Les contentieux que j'évoquais représentent aussi un aléa en matière de dépenses. Le coût du contentieux relatif au précompte inscrit dans la loi de programmation des finances publiques est de 1,8 milliard d'euros en 2013, alors qu'il était de 200 millions en 2012. Celui relatif aux organismes de placements collectifs en valeurs mobilières (OPCVM) devrait coûter 1,8 milliard en 2013 contre 1,5 milliard en 2012. Si les décisions du Conseil d'État de décembre 2012 sur le premier contentieux ont été finalement plus favorables que prévus, la direction générale des finances publiques n'était pas, début février, en mesure d'en tirer toutes les conséquences financières.
Pour ce qui concerne le contentieux relatif aux OPCVM, les remboursements prévus en 2012 sont reportés en 2013 et ceux prévus pour 2013 seront vraisemblablement reportés en 2014. Le rapport sur l'exécution budgétaire de 2012 reviendra sur cette question.
J'en arrive aux principaux aléas sur les dépenses. L'indemnisation du chômage fait l'objet d'une divergence d'estimations entre Bercy, qui prévoit une augmentation des indemnisations de 1,8 % et l'Unedic qui, pour sa part, s'attend à une progression des indemnisations de 8 %, soit un décalage de l'ordre de 2 milliards d'euros.
En outre, un prélèvement supplémentaire de 800 millions d'euros a été ajouté par amendement en loi de finances en faveur de l'Union européenne et des dépenses non encore budgétées devront être couvertes pour financer le plan pauvreté et les contrats de génération.
Les prévisions de dépense des collectivités locales sont toujours difficiles à établir, des aléas pouvant les affecter à la hausse, comme à la baisse.
Compte tenu de ces incertitudes, la Cour des comptes appelle à une stricte vigilance et à des mesures d'ajustement tout au long de l'année, afin de concrétiser les efforts structurels prévus en loi de finances initiale. Nous reviendrons sur cette question en juin à l'occasion de la présentation de notre rapport sur les perspectives des finances publiques.
Le déséquilibre entre les efforts portant sur les recettes et ceux sur les dépenses est réel : en 2011, les efforts portent entièrement sur les prélèvements obligatoires. En 2012 et en 2013, ces efforts portent à 75 % sur les prélèvements obligatoires et à 25 % sur les dépenses.
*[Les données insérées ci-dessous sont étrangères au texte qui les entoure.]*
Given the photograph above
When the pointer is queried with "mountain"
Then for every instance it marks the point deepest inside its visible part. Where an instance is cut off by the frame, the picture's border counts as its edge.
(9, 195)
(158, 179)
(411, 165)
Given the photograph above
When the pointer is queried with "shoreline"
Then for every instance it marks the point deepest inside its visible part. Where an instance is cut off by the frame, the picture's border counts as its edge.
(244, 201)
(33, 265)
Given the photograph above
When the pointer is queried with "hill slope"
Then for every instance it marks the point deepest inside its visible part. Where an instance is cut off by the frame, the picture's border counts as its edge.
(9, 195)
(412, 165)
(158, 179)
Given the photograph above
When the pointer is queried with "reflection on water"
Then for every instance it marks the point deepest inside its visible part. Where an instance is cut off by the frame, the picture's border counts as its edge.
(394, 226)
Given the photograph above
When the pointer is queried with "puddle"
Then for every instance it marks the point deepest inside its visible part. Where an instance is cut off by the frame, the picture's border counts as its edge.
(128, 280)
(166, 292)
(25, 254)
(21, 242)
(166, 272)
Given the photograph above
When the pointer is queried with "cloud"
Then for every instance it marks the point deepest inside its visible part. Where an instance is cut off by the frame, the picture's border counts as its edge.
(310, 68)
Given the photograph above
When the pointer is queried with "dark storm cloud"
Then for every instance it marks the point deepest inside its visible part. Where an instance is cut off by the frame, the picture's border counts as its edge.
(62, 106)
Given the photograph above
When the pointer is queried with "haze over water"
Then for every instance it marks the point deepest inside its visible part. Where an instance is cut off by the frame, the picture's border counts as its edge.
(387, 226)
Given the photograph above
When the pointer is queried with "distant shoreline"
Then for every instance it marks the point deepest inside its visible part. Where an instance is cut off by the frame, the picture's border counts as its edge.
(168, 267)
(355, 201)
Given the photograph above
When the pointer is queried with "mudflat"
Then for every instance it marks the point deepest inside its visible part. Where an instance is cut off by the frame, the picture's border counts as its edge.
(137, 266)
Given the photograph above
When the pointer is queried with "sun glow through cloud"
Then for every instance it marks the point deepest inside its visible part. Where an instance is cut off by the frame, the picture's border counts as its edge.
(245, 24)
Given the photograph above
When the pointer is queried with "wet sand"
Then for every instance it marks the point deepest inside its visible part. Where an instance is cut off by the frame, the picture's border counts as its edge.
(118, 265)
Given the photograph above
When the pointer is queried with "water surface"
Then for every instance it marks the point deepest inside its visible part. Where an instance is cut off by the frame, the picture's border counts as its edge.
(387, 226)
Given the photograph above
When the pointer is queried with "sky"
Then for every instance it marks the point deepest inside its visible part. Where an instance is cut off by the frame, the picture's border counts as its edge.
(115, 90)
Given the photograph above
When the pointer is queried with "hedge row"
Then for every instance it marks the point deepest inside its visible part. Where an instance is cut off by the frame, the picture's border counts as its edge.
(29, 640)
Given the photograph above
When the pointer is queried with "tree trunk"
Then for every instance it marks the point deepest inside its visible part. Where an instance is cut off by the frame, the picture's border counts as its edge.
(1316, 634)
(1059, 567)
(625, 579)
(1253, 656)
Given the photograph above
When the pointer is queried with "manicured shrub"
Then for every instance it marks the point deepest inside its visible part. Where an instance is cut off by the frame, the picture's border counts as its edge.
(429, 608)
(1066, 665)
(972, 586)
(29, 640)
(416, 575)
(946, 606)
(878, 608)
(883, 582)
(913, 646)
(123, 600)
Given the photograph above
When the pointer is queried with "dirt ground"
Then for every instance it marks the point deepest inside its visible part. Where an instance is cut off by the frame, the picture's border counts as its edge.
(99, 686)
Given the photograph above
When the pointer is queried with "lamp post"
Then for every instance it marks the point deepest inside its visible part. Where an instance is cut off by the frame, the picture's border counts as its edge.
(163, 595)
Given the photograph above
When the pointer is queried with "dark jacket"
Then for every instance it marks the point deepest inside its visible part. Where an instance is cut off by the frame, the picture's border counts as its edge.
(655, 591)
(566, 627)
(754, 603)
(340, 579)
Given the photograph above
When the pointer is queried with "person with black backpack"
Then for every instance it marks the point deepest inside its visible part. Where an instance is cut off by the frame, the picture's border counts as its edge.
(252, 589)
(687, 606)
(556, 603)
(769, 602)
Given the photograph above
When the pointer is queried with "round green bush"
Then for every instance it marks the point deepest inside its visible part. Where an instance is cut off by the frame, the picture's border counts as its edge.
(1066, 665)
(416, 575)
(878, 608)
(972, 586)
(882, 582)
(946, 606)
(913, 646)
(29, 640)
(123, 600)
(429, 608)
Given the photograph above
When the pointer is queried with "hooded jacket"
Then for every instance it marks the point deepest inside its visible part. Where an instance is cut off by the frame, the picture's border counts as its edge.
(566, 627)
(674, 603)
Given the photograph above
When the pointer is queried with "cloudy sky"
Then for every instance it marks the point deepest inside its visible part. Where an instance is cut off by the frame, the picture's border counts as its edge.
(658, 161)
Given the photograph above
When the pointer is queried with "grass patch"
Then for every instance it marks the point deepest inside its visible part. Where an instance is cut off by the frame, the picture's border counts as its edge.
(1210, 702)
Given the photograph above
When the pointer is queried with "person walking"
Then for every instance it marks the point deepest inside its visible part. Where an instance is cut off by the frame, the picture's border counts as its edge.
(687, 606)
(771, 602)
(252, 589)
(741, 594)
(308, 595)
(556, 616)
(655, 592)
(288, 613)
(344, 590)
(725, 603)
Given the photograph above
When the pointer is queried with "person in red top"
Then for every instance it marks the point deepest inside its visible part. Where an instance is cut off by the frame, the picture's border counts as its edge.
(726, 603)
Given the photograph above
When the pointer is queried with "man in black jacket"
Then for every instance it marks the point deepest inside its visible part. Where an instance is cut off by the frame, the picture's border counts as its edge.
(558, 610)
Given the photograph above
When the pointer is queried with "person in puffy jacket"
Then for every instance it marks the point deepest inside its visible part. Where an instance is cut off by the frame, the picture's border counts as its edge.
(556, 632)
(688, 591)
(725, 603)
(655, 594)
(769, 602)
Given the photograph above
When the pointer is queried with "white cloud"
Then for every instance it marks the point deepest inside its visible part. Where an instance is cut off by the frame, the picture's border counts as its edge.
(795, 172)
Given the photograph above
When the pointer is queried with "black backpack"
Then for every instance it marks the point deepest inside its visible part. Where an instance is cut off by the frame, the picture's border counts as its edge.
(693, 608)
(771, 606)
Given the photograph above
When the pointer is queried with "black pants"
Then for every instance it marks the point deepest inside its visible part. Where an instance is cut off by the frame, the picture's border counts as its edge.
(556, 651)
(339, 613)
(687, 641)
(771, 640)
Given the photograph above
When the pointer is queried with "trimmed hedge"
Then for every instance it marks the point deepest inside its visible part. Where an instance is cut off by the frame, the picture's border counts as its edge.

La baisse des dépenses étant plus douloureuse, on trouve toujours de bonnes excuses !
Et les effets sont moins immédiats.
M. Raoul Briet, président de la 1ère chambre. - Nous ne nous fondons pas sur des modèles macroéconomiques pour élaborer nos analyses. Les modèles macroéconomiques ne distinguent pas de manière binaire les dépenses d'un côté et les recettes de l'autre. Les effets macroéconomiques de la réduction de certaines dépenses sont équivalents à ceux de certaines hausses de prélèvements obligatoires. Une pesée sur les dépenses sociales ou une augmentation de la contribution sociale généralisée (CSG) ont macroéconomiquement les mêmes impacts. Comme l'OCDE, nous constatons que les ajustements budgétaires les plus efficaces et les plus durables sont ceux qui portent plutôt sur les dépenses que sur les recettes.
La France rencontre des problèmes de déficits publics et la compétitivité est grevée par les prélèvements. Les marges de manoeuvre en matière de prélèvements sont donc réduites.
Enfin, notre niveau de dépenses publiques est l'un des plus élevé de l'OCDE, mais nous n'avons pas de contrepartie en termes d'efficacité des politiques publiques à hauteur de cette deuxième place en matière de dépenses. L'efficience de la dépense publique pourrait donc encore s'améliorer.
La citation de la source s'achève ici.